- A long, hot summer
- Digging a pit, lining the bottom with something, like cardboard, and refilling with loose soil
- Cover the small shoots with netting so birds don't pull them out of the ground
- Burying rocks in the soil, helps keeps the soil temperature up
- Lifting the vines so they don't put down more little roots.
|A bucket load of kumara|
Last year I tried growing kumara.
I dug a pit, put some cardboard at the bottom and shovelled the dirt back on top.
I put the in shoots, purchased from the garden shop down the road, but I didn't cover them with netting and the birds pulled them all out of the ground.
I bought a second lot and planted them - with the moon and in a hook shape. But they only produced teeny weeny kumara that were not worth anything
This year I chose a more sunny position.
I dug a pit, lined the bottom with cardboard.
I planted shoots from the garden shop.
I covered them with netting.
I pushed some large stones into the top of the mound of earth to help retain heat in the soil.
It was a hot summer and I regularly watered the patch.
The vines grew very well. I pulled them up as they stretched along the ground to keep them from putting down more roots.
Working out the best time to harvest was tricky. Some information suggests when the leaves turn yellow and others before this.
We harvested in late March.
I have only been planting a small plot as an experimental bed.

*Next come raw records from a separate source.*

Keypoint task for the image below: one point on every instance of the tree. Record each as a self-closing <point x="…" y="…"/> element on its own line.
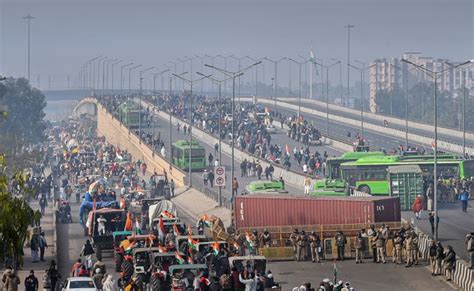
<point x="24" y="105"/>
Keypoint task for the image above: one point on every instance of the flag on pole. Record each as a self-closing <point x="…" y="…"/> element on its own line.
<point x="167" y="214"/>
<point x="192" y="243"/>
<point x="138" y="229"/>
<point x="176" y="230"/>
<point x="162" y="249"/>
<point x="161" y="230"/>
<point x="179" y="258"/>
<point x="215" y="248"/>
<point x="128" y="222"/>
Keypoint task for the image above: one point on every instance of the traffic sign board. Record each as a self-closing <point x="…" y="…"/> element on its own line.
<point x="219" y="176"/>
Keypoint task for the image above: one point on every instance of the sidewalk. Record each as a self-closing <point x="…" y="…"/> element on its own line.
<point x="194" y="204"/>
<point x="47" y="226"/>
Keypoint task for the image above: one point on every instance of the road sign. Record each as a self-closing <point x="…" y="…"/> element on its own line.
<point x="219" y="176"/>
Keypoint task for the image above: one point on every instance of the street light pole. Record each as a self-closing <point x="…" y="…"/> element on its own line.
<point x="219" y="85"/>
<point x="190" y="82"/>
<point x="434" y="75"/>
<point x="327" y="92"/>
<point x="121" y="77"/>
<point x="361" y="95"/>
<point x="233" y="75"/>
<point x="112" y="75"/>
<point x="170" y="113"/>
<point x="28" y="19"/>
<point x="349" y="26"/>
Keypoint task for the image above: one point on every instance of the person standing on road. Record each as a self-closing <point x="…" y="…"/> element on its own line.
<point x="432" y="253"/>
<point x="307" y="185"/>
<point x="470" y="249"/>
<point x="172" y="186"/>
<point x="359" y="246"/>
<point x="450" y="263"/>
<point x="42" y="245"/>
<point x="210" y="178"/>
<point x="464" y="197"/>
<point x="341" y="241"/>
<point x="432" y="223"/>
<point x="31" y="282"/>
<point x="34" y="246"/>
<point x="235" y="186"/>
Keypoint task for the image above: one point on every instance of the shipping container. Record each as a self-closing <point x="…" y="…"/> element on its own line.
<point x="287" y="210"/>
<point x="406" y="182"/>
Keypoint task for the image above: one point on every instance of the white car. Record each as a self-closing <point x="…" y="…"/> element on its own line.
<point x="271" y="128"/>
<point x="79" y="284"/>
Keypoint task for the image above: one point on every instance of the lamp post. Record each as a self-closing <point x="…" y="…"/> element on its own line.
<point x="361" y="96"/>
<point x="240" y="79"/>
<point x="434" y="75"/>
<point x="299" y="87"/>
<point x="112" y="75"/>
<point x="233" y="76"/>
<point x="327" y="92"/>
<point x="28" y="19"/>
<point x="121" y="77"/>
<point x="349" y="26"/>
<point x="154" y="79"/>
<point x="140" y="100"/>
<point x="190" y="82"/>
<point x="219" y="84"/>
<point x="275" y="63"/>
<point x="170" y="113"/>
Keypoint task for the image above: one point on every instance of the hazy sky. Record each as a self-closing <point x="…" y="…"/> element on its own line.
<point x="66" y="33"/>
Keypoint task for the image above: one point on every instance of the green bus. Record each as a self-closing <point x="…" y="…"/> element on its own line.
<point x="369" y="174"/>
<point x="129" y="114"/>
<point x="180" y="155"/>
<point x="333" y="180"/>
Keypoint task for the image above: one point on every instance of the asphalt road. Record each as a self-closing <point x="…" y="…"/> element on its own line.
<point x="281" y="138"/>
<point x="308" y="104"/>
<point x="453" y="225"/>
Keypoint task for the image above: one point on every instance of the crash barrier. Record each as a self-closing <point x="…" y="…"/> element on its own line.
<point x="412" y="124"/>
<point x="357" y="193"/>
<point x="290" y="177"/>
<point x="119" y="135"/>
<point x="214" y="195"/>
<point x="463" y="276"/>
<point x="427" y="141"/>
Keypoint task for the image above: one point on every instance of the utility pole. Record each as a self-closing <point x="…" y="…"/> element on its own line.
<point x="349" y="26"/>
<point x="28" y="19"/>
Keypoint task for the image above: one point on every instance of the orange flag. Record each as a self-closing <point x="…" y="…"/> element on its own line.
<point x="128" y="222"/>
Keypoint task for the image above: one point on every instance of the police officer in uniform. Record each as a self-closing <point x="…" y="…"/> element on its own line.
<point x="293" y="239"/>
<point x="315" y="245"/>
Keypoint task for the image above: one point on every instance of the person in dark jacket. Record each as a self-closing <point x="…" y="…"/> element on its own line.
<point x="31" y="282"/>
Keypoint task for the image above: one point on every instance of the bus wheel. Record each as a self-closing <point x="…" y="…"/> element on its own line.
<point x="364" y="188"/>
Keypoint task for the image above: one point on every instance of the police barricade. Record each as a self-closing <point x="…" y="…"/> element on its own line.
<point x="463" y="276"/>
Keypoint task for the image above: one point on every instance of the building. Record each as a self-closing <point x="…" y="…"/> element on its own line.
<point x="390" y="74"/>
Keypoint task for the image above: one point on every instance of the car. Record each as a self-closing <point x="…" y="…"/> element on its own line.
<point x="79" y="284"/>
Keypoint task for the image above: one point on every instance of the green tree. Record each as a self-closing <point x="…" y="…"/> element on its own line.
<point x="24" y="104"/>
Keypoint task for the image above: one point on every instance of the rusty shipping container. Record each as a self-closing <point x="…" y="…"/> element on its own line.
<point x="287" y="210"/>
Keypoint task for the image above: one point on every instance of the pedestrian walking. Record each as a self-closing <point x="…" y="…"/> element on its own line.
<point x="450" y="263"/>
<point x="417" y="206"/>
<point x="359" y="246"/>
<point x="34" y="246"/>
<point x="433" y="224"/>
<point x="87" y="252"/>
<point x="42" y="245"/>
<point x="464" y="197"/>
<point x="172" y="186"/>
<point x="341" y="241"/>
<point x="31" y="282"/>
<point x="211" y="178"/>
<point x="470" y="249"/>
<point x="235" y="187"/>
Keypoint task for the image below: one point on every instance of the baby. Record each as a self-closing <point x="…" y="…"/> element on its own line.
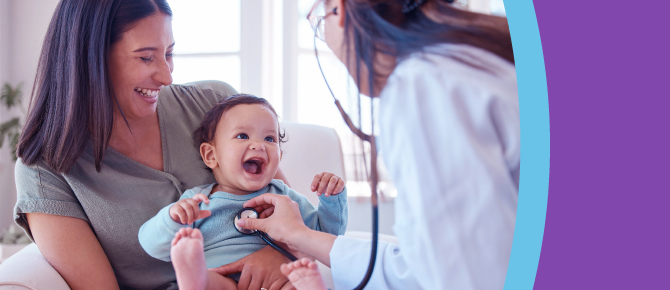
<point x="239" y="141"/>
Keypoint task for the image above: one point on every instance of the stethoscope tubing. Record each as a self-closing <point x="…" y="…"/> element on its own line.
<point x="270" y="242"/>
<point x="373" y="176"/>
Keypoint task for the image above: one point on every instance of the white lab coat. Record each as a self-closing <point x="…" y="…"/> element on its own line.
<point x="450" y="138"/>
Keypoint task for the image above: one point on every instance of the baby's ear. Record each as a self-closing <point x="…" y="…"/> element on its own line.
<point x="207" y="154"/>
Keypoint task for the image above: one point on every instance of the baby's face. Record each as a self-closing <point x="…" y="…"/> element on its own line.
<point x="246" y="148"/>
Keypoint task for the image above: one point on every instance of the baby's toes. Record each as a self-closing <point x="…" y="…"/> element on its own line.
<point x="196" y="234"/>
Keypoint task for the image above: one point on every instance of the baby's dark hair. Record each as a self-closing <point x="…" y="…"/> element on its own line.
<point x="207" y="129"/>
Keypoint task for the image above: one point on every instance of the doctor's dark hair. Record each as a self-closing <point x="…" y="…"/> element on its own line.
<point x="388" y="27"/>
<point x="72" y="99"/>
<point x="205" y="133"/>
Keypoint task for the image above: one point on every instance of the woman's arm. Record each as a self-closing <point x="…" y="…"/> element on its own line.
<point x="70" y="246"/>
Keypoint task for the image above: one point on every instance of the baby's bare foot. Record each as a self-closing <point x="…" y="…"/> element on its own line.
<point x="188" y="259"/>
<point x="303" y="274"/>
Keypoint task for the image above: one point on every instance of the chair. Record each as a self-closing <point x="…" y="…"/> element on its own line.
<point x="310" y="150"/>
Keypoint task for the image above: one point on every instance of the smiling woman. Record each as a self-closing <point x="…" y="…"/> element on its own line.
<point x="108" y="143"/>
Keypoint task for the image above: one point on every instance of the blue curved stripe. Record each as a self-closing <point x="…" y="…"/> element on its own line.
<point x="534" y="110"/>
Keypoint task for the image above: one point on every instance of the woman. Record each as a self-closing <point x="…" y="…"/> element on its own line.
<point x="449" y="136"/>
<point x="107" y="143"/>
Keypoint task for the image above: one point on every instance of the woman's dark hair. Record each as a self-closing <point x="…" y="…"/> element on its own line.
<point x="72" y="99"/>
<point x="205" y="133"/>
<point x="380" y="26"/>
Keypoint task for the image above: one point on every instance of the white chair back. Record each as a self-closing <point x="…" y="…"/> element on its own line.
<point x="310" y="150"/>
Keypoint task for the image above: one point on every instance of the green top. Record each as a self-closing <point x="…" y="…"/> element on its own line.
<point x="125" y="194"/>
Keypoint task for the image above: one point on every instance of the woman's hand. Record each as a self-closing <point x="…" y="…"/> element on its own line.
<point x="260" y="269"/>
<point x="280" y="218"/>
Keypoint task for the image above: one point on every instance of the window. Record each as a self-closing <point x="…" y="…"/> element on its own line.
<point x="266" y="48"/>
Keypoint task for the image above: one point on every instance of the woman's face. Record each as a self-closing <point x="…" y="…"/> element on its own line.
<point x="140" y="64"/>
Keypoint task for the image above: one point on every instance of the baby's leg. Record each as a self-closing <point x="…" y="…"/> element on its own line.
<point x="188" y="260"/>
<point x="303" y="274"/>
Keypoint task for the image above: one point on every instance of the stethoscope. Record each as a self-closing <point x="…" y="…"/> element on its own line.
<point x="251" y="213"/>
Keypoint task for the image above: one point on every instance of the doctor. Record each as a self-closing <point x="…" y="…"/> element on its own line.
<point x="450" y="131"/>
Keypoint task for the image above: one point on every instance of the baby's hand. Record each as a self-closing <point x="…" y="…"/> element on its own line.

It was like an archaeological dig, following the vines down under ground to the tubers and bringing them out undamaged. It is easy to break the vines off from the tubers and then locating the tuber can be difficult so the gentle scrapping and loosening the soil and tubers with my hands helped to get all the tubers.
One of the bigger kumara I found was after I thought the pit was empty and was forking through the soil one last time. There it was a massive kumara.
All up from plants we harvested 4.5kg of kumara.
At the time kumara were selling for $7.50/kilo.